The 14 relevant topic areas were further categorized as school-related or community-related. The 813 bills and 144 resolutions within these topic areas were examined in more detail to ensure their applicability to childhood obesity (yes or no) and direction of health impact (positive, negative, or unsure). The task of coding was divided among four members of the research team. Eighty bills were coded in duplicate to assess interrater agreement. Agreement between raters was 89% for applicability (n = 80) and 94% for health impact (n = 63) (health impact was coded only for applicable bills). We excluded from further consideration bills and resolutions that were coded as not applicable (e.g., specific to senior citizens, concerning sex education in schools) or as having a negative health impact (e.g., repealing of BMI reporting, allowing exemptions for physical education). After removal of 78 bills and 10 resolutions that were not applicable and 18 bills with a negative health impact, this study reviewed 717 bills and 134 resolutions. Legislative history was reviewed to determine whether each bill or resolution was adopted as of December 31, 2005.
A descriptive analysis was performed to examine patterns in the introduction and adoption of legislation by time, topic area, and geography. Patterns over time were described by comparing data for 2003 and 2005. Because of differences in the frequency and length of legislative sessions, fewer bills and resolutions are introduced in even years. (Six states have biennial sessions that meet only in odd years; among states that meet annually, 25 have 2-year sessions that begin in odd years [e.g., 2003–2004].)
The number introduced and adopted and percentage adopted were calculated separately for bills and resolutions for each of the 14 relevant topic areas and for each of the 50 states. In addition to quantity, the number of topic areas covered (possible range, 0-14) through introduced and adopted legislation was assessed to measure the breadth of approaches addressed within each state.

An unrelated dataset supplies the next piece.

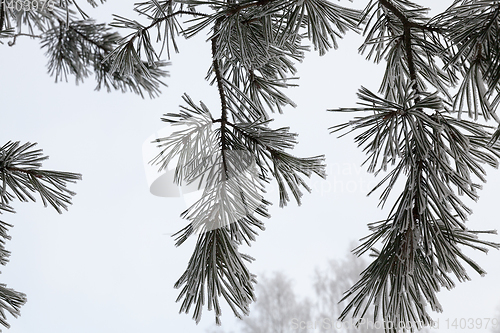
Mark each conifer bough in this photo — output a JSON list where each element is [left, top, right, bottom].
[[0, 0, 500, 331]]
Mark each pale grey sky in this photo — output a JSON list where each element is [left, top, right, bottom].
[[0, 1, 500, 333]]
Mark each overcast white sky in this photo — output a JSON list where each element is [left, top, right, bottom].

Next, we examined the geographical patterns of introduced legislation and topic areas covered by introduced legislation and compared them with obesity prevalence. Three U.S. maps were created with each variable of interest categorized into quartiles. Childhood obesity prevalence estimates were not available for all 50 states, so we used adult obesity prevalence from the 2004 Behavioral Risk Factor Surveillance System (18) as an indicator for childhood obesity prevalence. The association between adult obesity prevalence and childhood obesity legislation (number of introduced bills and resolutions) was examined dichotomously (low and high) using Pearson chi-square testing and was examined by quartiles (1 to 4) and rank order (1 to 50) using Spearman rank correlation. Analyses were performed using SPSS version 14.0 (SPSS Inc, Chicago, Ill).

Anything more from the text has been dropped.